Elle s’est également attachée à mieux définir et articuler les dispositifs. A cet égard, le conflit d’intérêts est défini par l’article 2 du texte comme « une situation d’interférence entre un intérêt public et des intérêts publics ou privés de nature à influencer ou à paraître influencer l’agent public dans l’exercice de ses fonctions ». L’articulation des dispositifs sera traduit quant à elle, d’une part, par une coordination au sein d’un même article (l’article 3) du statut général du dispositif existant des lanceurs d’alerte en matière pénale et celui relatif aux conflits d’intérêts créé par le projet d eloi lui-même. D’autre part, la Commission a souhaité confier, à l’instar de l’Assemblée nationale, à la Haute Autorité pour la transparence de la vie publique (HATVP) les contrôles des déclarations d’intérêts et de patrimoine. Pour rappel, initialement, le Gouvernement voulait confier ce rôle à la commission de déontologie en ce qui concerne les déclarations d’intérêts.

A noter que le rapport préconisait également l’intégration de la commission de déontologie au sein de la HATVP au 1er janvier 2019. En effet, selon le rapporteur, « les missions actuellement exercées par la commission de déontologie (contrôle du pantouflage et des cumuls d’activités des fonctionnaires) pourraient ainsi être reprises par une commission spécialisée au sein de la Haute Autorité ». Mais cette solution n’a pas été retenue lors du vote en Commission des lois.

Renforcer la garantie du respect de la vie privée du fonctionnaire

Afin de respecter la vie privée du fonctionnaire garantie par la Constitution, le rapport a écarté le dispositif qui prévoyait de verser la déclaration d’intérêts au dossier du fonctionnaire. De même, à l’initiative du rapporteur, le périmètre des fonctionnaires tenus de confier la gestion de leurs instruments financiers à des tiers est limité aux seuls fonctionnaires exerçant  des « responsabilités en matière économique » et non plus, selon la formule initiale, aux fonctionnaires exerçant des missions ayant « une incidence en matière économique ».

Enfin, le rapport souhaite que l’envoi de la déclaration de situation patrimoniale soit requis dans un délai de deux mois après la nomination du candidat, solution qui prévaut actuellement pour les responsables politiques.

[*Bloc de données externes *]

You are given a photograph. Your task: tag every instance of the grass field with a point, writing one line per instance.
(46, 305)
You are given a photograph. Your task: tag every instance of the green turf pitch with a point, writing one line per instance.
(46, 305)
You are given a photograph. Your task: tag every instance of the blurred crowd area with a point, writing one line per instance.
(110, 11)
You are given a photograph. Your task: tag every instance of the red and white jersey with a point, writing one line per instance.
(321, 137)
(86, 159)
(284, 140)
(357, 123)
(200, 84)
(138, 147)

En effet, selon Alain Vasselle, « il ne semble pas opportun de contraindre tous les candidats à une nomination à transmettre une telle déclaration dans la mesure où cette dernière vise uniquement à contrôler l’évolution du patrimoine durant l’exercice des fonctions publiques et non antérieurement à celles-ci ».

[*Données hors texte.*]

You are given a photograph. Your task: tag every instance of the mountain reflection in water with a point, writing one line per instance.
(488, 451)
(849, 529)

Le projet de loi doit maintenant être examiné en séance publique le 26 janvier 2016. Les sénateurs de la commission des lois prévoient de tenter une nouvelle fois d’instaurer trois de jours de carence, ainsi que la fin des dérogations aux 35 heures dans la fonction publique. « Il s’agit de donner un peu de sens à un texte qui en manque, observe Philippe Bas, le président de la commission des lois. Autant sur la déontologie, on perçoit la volonté de poursuivre dans une direction, autant le reste du projet de loi contient des petites mesures de gestion alors qu’il faut en prendre de fortes. »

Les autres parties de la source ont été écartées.